Voulez-vous façonner ma pâte?

Working with soft, sticky bread doughs – those containing 70% or more water by weight of flour – can be tricky. When it comes to shaping the loaf, you need to flour your hands and worksurface to help prevent the dough sticking. The problem is, even if you take care to distribute an even layer of flour onto your worktop (using a shaker or the professional baker’s technique of flicking a handful of it sideways at a shallow angle), it quickly piles up into shallow drifts as you start to manipulate the dough. Something I’ve started doing is rubbing a linen couche with flour and shaping the dough on that. The relatively coarse texture of the material traps the flour and prevents it being pushed around your work area, while at the same time providing enough friction to grip the bottom of the dough so that you can form a nice taut shape.

Shaping on a couche

A couche, for the uninitiated, is simply a piece of linen cloth that is traditionally used for proving French ‘stick’ loaves: the baguette and its various cousins. The dough is shaped and laid across the floured couche, then a pleat is drawn up and the another shaped piece of dough laid next to it, and so on until all the loaves are laid out (or you run out of couche). Most commercial bakeries now use shallow aluminium pans that look like pieces of guttering to prove and bake these sorts of loaves, but some artisan bakeries still use the method. The word, which is French of course, means ‘bed’ (in the general sense of any place to sleep, rather than an actual bed, which is lit), and is the noun form of the verb coucher, made famous in English by the song Lady Marmalade: “Voulez-vous coucher avec moi, ce soi?”
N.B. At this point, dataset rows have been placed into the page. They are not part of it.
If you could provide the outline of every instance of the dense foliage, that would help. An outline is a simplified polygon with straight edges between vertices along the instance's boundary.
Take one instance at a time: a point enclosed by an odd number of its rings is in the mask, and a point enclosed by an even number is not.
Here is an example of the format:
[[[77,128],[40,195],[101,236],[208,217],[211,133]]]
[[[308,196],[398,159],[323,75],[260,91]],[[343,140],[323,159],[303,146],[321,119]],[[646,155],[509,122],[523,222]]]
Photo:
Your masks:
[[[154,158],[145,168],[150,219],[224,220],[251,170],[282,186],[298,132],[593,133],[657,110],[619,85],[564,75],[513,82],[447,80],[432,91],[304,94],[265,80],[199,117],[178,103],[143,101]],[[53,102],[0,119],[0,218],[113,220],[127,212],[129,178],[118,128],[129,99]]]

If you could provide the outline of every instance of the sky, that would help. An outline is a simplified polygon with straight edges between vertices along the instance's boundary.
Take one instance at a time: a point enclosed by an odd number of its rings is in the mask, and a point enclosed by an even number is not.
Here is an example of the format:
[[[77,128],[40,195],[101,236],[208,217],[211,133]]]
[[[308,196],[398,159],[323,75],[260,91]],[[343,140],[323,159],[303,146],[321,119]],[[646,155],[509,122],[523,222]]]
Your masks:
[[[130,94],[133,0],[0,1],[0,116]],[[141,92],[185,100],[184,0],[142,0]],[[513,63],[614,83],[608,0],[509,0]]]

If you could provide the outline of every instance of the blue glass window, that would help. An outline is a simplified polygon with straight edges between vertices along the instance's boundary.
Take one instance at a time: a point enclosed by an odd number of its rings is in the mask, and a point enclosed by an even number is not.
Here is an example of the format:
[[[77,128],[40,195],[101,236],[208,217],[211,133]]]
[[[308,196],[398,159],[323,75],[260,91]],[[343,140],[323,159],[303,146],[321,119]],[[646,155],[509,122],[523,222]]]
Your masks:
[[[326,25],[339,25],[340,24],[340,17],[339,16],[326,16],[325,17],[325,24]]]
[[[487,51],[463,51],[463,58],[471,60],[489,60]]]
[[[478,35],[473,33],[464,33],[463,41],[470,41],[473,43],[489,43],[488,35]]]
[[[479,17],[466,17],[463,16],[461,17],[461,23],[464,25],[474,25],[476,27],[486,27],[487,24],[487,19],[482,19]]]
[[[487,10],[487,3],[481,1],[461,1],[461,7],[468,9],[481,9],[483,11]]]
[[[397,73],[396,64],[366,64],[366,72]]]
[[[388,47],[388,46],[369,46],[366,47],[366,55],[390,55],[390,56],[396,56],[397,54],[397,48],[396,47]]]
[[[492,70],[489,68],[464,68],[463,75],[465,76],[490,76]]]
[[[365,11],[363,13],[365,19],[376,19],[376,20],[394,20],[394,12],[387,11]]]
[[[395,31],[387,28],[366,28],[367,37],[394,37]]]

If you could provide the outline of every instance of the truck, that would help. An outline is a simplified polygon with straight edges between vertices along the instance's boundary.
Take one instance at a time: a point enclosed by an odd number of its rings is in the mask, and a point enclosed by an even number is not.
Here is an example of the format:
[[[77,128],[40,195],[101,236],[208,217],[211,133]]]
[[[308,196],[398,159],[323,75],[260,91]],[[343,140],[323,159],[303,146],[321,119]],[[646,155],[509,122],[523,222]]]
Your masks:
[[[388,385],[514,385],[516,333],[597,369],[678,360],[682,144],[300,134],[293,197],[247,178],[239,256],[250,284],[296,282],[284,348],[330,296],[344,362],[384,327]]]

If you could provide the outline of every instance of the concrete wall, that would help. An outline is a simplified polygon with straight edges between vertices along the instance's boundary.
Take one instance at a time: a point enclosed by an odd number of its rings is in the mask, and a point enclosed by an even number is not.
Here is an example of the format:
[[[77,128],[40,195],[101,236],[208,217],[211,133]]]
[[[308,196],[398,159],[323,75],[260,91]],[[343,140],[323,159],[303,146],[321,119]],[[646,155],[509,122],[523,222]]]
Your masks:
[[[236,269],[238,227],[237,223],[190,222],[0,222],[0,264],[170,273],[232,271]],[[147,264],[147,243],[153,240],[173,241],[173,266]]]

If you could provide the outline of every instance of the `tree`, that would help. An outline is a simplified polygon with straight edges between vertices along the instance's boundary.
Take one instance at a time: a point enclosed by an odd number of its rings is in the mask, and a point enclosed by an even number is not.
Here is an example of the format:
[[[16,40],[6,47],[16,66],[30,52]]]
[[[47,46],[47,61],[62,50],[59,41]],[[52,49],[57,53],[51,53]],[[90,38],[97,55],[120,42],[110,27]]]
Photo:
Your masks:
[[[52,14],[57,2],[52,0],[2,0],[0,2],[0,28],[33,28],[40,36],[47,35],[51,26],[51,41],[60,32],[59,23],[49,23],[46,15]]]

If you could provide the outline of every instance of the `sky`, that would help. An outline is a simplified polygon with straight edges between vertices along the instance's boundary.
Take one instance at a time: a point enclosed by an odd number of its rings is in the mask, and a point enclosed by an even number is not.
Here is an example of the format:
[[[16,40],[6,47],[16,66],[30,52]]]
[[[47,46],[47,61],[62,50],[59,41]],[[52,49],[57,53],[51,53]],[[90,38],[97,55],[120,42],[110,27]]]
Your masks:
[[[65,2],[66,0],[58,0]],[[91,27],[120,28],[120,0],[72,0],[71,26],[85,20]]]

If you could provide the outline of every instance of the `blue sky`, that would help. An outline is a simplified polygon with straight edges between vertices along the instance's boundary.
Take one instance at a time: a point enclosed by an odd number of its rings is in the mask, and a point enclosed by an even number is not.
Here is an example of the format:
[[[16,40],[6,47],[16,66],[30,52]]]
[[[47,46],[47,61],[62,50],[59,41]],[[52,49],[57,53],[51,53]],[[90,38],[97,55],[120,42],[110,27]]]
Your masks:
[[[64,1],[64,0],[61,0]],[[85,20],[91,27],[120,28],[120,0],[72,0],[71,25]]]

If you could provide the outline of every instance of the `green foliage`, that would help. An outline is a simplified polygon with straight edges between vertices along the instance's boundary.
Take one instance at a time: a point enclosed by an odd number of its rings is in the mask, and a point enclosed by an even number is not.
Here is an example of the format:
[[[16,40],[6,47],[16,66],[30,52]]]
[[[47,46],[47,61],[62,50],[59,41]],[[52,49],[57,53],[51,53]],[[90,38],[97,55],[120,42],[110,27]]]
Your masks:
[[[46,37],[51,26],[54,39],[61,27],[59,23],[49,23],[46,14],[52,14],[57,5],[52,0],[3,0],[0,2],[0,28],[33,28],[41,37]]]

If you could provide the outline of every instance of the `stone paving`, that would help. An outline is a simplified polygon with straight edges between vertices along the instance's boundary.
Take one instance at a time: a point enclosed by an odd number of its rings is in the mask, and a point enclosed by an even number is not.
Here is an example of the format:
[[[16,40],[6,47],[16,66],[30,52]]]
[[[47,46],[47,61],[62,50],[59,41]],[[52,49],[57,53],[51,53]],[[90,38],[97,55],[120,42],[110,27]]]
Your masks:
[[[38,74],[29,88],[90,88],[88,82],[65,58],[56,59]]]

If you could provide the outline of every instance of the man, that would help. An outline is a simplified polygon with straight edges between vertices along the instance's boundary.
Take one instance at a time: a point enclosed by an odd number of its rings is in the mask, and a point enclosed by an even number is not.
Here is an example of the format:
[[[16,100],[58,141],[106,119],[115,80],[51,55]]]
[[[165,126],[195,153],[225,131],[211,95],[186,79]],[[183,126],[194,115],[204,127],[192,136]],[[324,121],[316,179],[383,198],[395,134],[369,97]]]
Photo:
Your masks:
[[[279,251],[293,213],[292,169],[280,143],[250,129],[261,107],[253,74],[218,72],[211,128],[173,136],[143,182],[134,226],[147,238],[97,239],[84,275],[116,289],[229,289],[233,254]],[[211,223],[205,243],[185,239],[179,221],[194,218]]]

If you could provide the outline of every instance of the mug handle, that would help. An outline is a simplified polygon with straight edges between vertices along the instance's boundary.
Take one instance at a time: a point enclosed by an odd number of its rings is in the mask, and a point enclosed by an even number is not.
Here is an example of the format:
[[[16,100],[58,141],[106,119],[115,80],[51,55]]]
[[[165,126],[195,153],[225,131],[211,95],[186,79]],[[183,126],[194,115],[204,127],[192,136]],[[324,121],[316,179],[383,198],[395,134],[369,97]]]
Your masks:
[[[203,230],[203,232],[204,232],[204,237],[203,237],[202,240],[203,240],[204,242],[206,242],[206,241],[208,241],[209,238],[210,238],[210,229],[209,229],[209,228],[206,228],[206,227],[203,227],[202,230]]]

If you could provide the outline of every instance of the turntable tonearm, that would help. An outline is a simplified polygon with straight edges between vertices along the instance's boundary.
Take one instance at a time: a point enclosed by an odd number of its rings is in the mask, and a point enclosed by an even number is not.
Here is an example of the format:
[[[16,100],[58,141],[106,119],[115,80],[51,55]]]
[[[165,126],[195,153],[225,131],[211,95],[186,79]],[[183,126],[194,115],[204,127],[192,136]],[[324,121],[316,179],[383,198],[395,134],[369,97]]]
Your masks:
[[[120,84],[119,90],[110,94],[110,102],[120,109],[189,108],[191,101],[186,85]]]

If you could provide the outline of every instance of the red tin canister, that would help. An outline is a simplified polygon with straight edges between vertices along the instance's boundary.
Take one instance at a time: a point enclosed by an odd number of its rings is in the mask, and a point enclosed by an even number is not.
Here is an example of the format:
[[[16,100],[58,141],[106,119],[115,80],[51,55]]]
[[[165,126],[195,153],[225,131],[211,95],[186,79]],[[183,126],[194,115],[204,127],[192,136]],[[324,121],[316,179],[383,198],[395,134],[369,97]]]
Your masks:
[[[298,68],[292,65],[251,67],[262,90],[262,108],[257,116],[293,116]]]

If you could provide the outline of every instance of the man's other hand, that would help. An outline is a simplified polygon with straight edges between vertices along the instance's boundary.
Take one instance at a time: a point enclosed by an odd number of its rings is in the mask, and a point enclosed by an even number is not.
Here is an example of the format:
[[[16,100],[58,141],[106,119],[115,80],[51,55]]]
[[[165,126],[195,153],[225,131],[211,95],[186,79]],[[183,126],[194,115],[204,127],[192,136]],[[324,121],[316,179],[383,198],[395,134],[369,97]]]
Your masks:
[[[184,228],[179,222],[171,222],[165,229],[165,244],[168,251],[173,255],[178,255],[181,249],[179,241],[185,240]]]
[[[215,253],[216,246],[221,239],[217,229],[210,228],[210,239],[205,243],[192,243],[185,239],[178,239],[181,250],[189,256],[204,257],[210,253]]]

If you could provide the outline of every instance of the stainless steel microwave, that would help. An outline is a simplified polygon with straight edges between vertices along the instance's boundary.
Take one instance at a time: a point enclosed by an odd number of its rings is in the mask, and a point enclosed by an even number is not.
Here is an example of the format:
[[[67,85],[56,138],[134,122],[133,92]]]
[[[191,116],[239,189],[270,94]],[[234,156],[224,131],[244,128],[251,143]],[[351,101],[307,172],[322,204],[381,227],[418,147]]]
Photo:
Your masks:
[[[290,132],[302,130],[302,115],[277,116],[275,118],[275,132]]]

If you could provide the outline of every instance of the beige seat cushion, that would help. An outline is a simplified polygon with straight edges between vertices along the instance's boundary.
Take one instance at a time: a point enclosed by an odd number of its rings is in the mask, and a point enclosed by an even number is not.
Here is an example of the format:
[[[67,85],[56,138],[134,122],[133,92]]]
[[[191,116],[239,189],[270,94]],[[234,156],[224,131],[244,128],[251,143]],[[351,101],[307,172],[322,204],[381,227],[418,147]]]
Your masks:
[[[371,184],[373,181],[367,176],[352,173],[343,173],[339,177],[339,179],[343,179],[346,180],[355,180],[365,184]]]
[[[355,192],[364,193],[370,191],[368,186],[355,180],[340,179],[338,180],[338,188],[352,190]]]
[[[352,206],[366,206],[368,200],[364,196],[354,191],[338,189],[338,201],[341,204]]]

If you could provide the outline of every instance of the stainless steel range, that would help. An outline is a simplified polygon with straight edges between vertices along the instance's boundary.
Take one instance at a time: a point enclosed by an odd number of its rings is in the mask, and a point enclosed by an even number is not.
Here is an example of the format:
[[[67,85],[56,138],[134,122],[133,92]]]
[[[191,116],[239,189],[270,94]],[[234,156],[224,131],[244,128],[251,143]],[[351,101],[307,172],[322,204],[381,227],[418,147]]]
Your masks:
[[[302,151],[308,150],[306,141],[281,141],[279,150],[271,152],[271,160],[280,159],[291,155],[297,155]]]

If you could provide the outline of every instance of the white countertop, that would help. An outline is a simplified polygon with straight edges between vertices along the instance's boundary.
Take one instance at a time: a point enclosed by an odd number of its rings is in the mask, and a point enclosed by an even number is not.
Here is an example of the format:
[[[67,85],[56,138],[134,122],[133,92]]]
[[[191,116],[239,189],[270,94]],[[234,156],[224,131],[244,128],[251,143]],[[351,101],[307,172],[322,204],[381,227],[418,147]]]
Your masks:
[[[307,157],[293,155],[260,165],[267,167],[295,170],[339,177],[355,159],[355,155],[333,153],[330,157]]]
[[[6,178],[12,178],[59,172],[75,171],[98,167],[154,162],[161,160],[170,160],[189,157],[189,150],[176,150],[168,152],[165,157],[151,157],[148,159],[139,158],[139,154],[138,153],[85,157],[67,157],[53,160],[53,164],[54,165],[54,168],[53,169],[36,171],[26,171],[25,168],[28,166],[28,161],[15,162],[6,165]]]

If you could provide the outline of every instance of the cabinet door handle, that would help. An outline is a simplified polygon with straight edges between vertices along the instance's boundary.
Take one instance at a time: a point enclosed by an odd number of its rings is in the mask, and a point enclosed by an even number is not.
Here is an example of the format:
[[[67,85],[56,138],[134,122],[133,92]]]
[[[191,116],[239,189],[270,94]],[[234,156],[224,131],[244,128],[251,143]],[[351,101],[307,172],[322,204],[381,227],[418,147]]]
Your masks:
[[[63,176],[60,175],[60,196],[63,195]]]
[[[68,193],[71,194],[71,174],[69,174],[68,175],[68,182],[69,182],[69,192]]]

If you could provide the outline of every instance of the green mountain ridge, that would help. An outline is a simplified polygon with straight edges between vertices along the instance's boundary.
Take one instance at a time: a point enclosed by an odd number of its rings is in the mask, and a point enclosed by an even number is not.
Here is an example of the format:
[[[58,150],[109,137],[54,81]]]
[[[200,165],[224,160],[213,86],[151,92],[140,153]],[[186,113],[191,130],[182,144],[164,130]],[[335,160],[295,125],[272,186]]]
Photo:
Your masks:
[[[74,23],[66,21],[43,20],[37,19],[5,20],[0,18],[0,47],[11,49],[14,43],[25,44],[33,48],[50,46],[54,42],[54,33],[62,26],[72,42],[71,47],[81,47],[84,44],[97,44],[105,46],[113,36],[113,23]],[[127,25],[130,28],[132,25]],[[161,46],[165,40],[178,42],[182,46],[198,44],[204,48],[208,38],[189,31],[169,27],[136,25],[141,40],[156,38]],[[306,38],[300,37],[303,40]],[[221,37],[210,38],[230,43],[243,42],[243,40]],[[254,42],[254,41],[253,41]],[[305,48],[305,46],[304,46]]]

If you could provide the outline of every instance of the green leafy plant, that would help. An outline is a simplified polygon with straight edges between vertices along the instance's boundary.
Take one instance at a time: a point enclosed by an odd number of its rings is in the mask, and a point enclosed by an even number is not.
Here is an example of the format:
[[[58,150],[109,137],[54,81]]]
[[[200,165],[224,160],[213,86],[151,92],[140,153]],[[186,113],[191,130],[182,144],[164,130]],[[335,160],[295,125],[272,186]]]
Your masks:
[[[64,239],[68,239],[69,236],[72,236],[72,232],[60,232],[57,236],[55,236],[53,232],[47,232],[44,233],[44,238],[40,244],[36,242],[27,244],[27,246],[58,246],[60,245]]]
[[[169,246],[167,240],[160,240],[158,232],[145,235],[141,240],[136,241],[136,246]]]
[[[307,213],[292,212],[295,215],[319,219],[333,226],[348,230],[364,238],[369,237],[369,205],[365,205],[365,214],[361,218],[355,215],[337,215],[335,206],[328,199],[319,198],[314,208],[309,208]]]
Couche is available from a number of suppliers, but any piece of raw linen cloth will do. Mine is actually an offcut from a larger piece of linen that I used for painting on – canvases for oil painting, now often made using cheaper cotton duck (another heavy-duty canvas fabric), were originally made from linen, and linen canvas in various weights and textures can be obtained from good art supply shops. Now that I come to think of it, I’m sure cotton duck would do just as good a job, although it tends to have a closer weave and may be a bit more slippery than linen. I hope the picture below gives a fair impression of the texture of the cloth and how it holds the flour.

Couche close up

It’s necessary to anchor the cloth somehow in order to shape dough successfully, because part of the process usually involves dragging the dough across the worksurface in order to form a taut skin on the loaf: this helps produce a neater shape. I have the luxury of a kitchen table to work on (no central heating, mind you, but a kitchen large enough to accomodate a table), so I attach the couche to the tabletop using metal clips that are actually for securing sheets of paper to a drawing board. Alternatively, you could weigh down one edge of the fabric with whatever you have lying around.

Techniques for shaping dough are hard to describe, or even to show properly in pictures. I’m hoping to be able to upload some videos to the site at some point in the near-ish future, in which case I will be able to illustrate my point more clearly.